Unicode Block Browser

Browse Unicode 15 blocks, search code points by name, block or hex value.

Interactive Unicode block explorer. Pick a named block to see every code point with rendered glyph, U+ notation, decimal value and HTML numeric entity, or jump to any single character by hex.

What is a Unicode block?

A Unicode block is a contiguous, named range of code points reserved for a related set of characters, such as Basic Latin, Cyrillic or Emoticons. Blocks group characters by script or purpose and never overlap.

Explore the Unicode character space

Unicode assigns every character a unique number called a code point, written in hexadecimal with a U+ prefix. Code points are organised into named blocks like Basic Latin, Greek, Currency Symbols and Emoticons. This browser lets you scan a whole block as a grid of glyphs, or jump straight to a single code point by its hex value to read its decimal number, HTML entity and owning block.

How it works

When you pick a block, the tool iterates from its start code point to its end and renders each one with String.fromCodePoint(cp).
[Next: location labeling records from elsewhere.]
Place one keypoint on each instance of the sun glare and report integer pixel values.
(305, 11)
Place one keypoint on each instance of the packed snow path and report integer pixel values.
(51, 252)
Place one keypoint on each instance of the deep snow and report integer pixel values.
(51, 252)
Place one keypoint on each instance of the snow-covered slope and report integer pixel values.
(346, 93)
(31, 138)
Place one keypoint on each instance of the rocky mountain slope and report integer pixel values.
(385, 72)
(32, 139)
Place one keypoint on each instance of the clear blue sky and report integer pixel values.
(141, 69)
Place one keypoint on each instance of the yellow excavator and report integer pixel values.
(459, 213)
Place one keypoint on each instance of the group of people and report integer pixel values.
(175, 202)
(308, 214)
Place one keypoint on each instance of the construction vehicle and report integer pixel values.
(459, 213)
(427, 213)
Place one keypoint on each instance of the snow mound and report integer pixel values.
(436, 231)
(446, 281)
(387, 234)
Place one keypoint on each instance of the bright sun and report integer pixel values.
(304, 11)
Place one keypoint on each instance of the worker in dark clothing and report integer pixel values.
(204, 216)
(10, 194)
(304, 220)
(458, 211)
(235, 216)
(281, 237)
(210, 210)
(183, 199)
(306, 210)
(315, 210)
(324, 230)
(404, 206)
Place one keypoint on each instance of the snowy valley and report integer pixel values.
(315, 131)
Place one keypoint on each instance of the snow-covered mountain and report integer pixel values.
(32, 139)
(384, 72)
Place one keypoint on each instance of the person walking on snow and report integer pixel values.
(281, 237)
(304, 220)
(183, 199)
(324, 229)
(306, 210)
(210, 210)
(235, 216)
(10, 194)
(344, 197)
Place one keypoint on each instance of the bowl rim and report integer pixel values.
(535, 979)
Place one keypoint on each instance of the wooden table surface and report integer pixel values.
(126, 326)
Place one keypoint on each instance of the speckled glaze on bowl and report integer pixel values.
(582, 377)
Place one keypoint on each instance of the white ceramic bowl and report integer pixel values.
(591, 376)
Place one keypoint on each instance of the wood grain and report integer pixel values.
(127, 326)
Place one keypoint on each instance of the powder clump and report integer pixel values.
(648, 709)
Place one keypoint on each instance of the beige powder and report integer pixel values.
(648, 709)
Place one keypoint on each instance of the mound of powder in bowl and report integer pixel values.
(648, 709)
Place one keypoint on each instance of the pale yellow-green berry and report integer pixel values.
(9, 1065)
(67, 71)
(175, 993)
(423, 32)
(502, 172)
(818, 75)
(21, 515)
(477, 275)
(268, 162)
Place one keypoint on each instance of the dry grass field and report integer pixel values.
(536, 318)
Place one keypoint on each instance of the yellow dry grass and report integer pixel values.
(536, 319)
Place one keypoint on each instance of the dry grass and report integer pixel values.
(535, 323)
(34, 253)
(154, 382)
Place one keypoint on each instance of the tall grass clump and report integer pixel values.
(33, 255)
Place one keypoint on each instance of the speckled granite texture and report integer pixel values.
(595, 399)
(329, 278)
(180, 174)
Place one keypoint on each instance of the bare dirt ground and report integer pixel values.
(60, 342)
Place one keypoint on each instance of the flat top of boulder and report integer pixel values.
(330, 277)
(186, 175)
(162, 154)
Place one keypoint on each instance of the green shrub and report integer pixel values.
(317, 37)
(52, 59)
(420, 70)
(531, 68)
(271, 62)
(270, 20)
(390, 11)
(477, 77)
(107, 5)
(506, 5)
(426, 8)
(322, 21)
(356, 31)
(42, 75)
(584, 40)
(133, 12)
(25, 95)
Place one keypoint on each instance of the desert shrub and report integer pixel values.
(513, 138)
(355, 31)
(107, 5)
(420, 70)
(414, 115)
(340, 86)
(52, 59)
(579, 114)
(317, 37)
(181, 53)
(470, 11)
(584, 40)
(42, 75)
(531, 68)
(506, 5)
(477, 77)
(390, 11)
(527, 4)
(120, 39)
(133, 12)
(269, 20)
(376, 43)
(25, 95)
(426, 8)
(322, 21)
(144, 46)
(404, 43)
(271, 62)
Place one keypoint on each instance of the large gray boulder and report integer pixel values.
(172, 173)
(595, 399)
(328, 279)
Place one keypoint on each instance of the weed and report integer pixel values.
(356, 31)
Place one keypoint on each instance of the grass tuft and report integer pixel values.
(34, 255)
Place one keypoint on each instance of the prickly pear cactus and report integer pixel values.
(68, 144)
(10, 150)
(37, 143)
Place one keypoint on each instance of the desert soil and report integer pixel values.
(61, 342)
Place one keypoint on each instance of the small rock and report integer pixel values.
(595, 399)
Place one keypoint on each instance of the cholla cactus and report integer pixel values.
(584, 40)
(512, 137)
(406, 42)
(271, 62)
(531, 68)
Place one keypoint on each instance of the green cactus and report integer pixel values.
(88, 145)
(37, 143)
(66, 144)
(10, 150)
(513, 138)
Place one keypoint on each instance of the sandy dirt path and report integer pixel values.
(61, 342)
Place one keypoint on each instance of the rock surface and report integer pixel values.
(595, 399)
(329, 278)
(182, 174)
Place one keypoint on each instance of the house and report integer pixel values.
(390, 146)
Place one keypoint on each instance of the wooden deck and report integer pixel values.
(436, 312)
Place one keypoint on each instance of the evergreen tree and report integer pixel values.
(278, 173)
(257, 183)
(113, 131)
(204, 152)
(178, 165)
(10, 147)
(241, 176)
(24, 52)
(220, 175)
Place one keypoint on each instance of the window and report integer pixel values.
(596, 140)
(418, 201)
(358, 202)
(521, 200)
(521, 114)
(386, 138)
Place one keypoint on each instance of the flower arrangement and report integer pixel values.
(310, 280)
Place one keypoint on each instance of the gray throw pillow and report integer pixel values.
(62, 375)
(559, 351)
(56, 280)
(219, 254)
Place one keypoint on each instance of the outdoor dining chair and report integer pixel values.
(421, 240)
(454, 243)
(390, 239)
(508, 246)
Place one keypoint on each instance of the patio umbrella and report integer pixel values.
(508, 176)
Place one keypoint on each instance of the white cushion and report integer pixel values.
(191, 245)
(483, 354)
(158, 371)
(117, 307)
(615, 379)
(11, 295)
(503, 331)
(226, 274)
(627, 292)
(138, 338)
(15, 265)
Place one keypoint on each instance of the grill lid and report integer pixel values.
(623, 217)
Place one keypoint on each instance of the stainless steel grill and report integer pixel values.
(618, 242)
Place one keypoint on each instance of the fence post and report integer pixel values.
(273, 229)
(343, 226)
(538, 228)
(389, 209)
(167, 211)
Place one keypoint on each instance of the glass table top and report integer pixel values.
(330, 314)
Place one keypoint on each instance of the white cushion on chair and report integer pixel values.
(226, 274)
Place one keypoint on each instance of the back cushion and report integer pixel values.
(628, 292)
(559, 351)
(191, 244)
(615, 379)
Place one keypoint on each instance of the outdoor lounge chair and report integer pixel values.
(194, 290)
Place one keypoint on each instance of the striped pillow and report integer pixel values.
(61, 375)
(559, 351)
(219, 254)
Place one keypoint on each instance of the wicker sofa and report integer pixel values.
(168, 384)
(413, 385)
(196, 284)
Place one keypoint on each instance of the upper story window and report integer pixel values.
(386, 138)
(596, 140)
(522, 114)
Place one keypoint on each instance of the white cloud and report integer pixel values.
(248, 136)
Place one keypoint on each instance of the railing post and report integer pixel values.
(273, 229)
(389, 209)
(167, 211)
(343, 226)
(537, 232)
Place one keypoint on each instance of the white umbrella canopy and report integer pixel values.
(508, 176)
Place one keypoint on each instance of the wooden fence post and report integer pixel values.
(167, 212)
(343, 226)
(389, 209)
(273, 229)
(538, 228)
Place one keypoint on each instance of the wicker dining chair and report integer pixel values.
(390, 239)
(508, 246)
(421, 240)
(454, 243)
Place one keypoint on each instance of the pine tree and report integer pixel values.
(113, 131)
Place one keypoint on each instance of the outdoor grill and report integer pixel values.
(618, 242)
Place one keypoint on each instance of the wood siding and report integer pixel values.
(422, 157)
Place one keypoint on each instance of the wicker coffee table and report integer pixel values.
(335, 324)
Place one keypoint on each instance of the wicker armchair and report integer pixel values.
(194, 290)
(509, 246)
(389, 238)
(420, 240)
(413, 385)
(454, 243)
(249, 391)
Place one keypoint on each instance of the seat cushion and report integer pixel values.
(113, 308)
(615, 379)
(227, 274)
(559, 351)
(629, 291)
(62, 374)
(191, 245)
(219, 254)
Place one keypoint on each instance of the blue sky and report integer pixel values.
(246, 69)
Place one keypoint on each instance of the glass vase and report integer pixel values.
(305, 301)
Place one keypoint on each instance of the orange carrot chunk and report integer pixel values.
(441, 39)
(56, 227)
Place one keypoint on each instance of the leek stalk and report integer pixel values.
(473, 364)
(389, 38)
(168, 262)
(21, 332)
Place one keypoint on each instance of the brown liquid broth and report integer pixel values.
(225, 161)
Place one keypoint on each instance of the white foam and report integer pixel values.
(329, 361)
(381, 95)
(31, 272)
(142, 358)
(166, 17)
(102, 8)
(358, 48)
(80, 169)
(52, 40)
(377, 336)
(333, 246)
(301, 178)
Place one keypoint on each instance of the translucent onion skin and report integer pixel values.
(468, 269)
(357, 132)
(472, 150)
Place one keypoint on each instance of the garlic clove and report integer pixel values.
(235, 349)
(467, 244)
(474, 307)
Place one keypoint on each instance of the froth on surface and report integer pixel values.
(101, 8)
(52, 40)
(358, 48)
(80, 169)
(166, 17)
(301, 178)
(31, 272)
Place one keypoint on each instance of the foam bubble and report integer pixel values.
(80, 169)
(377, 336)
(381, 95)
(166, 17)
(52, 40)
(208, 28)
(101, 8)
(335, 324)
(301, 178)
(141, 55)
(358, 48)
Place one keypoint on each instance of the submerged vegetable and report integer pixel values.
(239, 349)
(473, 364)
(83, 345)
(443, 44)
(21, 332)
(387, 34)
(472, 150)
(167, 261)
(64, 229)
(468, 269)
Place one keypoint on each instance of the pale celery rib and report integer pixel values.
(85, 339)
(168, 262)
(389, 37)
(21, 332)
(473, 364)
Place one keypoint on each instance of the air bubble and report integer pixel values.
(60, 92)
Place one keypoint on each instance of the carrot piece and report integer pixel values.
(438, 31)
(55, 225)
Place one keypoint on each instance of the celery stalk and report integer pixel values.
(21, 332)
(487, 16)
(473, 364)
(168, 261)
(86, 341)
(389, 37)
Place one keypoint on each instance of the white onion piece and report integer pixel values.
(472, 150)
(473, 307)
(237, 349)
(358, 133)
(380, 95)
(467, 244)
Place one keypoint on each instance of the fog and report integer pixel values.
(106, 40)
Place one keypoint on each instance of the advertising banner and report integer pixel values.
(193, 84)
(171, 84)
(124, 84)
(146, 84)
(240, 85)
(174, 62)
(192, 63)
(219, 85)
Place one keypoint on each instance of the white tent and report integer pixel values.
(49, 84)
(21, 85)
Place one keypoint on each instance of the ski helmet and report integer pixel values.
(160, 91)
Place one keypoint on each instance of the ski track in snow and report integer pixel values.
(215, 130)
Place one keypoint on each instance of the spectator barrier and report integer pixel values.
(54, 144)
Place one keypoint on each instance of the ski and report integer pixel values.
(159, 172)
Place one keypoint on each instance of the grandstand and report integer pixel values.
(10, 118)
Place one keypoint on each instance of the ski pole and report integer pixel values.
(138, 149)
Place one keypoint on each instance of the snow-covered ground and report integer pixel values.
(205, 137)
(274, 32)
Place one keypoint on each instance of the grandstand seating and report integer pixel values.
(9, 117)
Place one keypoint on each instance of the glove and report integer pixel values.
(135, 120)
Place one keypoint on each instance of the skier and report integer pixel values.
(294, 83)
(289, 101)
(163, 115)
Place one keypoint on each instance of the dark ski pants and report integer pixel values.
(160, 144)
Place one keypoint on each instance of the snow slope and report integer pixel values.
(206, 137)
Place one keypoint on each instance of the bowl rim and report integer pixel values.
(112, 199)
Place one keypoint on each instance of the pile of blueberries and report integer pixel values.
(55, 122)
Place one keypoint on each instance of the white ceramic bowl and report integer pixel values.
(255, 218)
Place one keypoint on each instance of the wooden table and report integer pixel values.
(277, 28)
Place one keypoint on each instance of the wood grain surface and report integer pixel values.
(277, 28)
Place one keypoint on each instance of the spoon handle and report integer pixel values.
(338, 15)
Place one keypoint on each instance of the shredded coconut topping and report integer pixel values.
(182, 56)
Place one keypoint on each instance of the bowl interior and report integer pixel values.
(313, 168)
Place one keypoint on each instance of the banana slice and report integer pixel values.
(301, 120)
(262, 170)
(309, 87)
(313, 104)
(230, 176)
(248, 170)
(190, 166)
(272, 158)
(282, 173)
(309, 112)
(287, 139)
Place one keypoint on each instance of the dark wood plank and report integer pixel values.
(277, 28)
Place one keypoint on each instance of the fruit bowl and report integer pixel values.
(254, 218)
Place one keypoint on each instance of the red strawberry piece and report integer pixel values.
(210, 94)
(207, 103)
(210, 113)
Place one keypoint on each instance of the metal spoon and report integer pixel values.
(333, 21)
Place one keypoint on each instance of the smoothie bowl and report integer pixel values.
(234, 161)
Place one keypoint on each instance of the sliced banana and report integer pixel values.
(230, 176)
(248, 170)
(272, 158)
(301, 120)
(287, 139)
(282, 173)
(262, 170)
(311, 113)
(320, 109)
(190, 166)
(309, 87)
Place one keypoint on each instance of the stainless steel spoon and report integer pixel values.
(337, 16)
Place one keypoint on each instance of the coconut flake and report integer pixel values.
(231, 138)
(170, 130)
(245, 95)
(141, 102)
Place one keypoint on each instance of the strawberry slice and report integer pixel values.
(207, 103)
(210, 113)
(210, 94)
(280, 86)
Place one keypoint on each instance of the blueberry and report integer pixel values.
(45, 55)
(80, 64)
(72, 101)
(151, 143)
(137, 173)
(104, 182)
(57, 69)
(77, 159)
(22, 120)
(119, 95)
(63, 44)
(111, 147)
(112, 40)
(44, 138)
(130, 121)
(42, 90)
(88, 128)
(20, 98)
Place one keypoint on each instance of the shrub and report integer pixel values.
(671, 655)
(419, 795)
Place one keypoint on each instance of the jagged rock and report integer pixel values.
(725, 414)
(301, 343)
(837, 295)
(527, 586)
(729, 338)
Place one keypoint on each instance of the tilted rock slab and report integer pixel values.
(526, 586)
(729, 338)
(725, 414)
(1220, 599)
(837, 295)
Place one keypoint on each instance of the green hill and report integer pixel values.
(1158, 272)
The U+ label is produced by converting the code point to base 16 and zero-padding to four digits. The hex search parses your input after stripping an optional U+ or 0x prefix, then finds which block contains it by checking each block’s inclusive start and end boundaries. The HTML entity shown is the numeric form &#decimal;, which is universally supported.

Notes and examples

  • The euro sign is U+20AC, decimal 8364, entity €, in the Currency Symbols block.
  • Emoji such as the grinning face U+1F600 live in supplementary planes above U+FFFF and are stored internally as surrogate pairs.
  • Surrogate code points U+D800-U+DFFF are reserved for that pairing mechanism and are never valid characters on their own, so they are skipped.
  • Glyph rendering depends entirely on the fonts installed on your device; the numbers and entities are always accurate even when a box appears.